Hace 20 años, en rigor un 7 de abril de 2000, murió Moacir Barbosa, un derrame cerebral acabó con el primer arquero de color de la selección brasileña y emblema de Vasco da Gama por años, campeón de la Copa América y dueño de tantos títulos nacionales, pero la marca de su vida fue una muy distinta: la de un apestado.

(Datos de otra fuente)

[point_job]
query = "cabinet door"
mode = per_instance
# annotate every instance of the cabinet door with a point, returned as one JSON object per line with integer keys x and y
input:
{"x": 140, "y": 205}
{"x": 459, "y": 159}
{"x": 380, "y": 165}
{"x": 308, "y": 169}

No fue por la gripe española o la peste negra y tampoco lepra ni nada que llame al espanto, fue por culpa del fútbol y de un tiro que podría haber sido centro, pero fue al arco y Moacir decía que rozó la pelota, pero no pudo contener a los 79 minutos del partido, un gol oscuro y fatídico para él, pero como es el fútbol: histórico e inolvidable para otro, para Alcídes Ghiggia, porque así Uruguay, en 1950, fue campeón del Mundial entre las barbas y bajo las narices de Brasil, y de esta forma una frase de Ghiggia se labró en piedra: “Solo tres personas enmudecieron Maracaná: el Papa, Frank Sinatra y yo”; y el futuro de Barbosa en lava, y así quedó escrita, sobre el pasto verde y de luto, su condición de apestado.
Cuentan varios cuentos.
Partiendo por los triunfadores, que son los que mejor entienden y acogen a los derrotados. Estamos hablando de los buenos ganadores. No de los malos.
Los uruguayos, en este caso, el escritor Eduardo Galeano lo tuvo en sus escritos y memoria, y también una canción de Tabaré Cardozo: “Barbosa”.
Otro cuento es que el arquero, cuando remodelaron los arcos del estadio, pidió los palos gastados, el horizontal y los dos verticales, para hacerlos añicos, leña y así una quema que le llevaba sahumerio, brujería y sanación. Por supuesto que no resultó y a Barbosa, hasta en las peluquerías, lo rechazaban y miraban feo, porque nadie quería cortarle el pelo a un apestado.
Lo evitaban, esquivaban y fue igual durante décadas, murmuraban a sus espaldas y no tuvo más remedio que seguir solo y siempre explicando la razón de su destino.
Mario Zagallo, en 1994, cuando fue ayudante del entrenador de Brasil, le prohibió la entrada a los entrenamientos y cuando supo que el veterano quería ir y saludar, le pidió a los guardias de seguridad que intervinieran y lo hicieron desde la distancia, con ademanes y gritos, que no diera un paso más y se devolviera por donde vino, dada su condición.
El viejo futbolista se devolvió solo, así no más vivió y no murió de manera distinta, porque nadie de la familia del fútbol brasileña fue a su funeral, ni entrenadores, ni futbolistas y menos dirigentes.
Una estrofa de la canción de Cardozo dice que “la condena de Maracaná se paga hasta morir”.
Moacir Barbosa, que en vida fue un apestado, cambió su suerte el 7 de abril del 2000.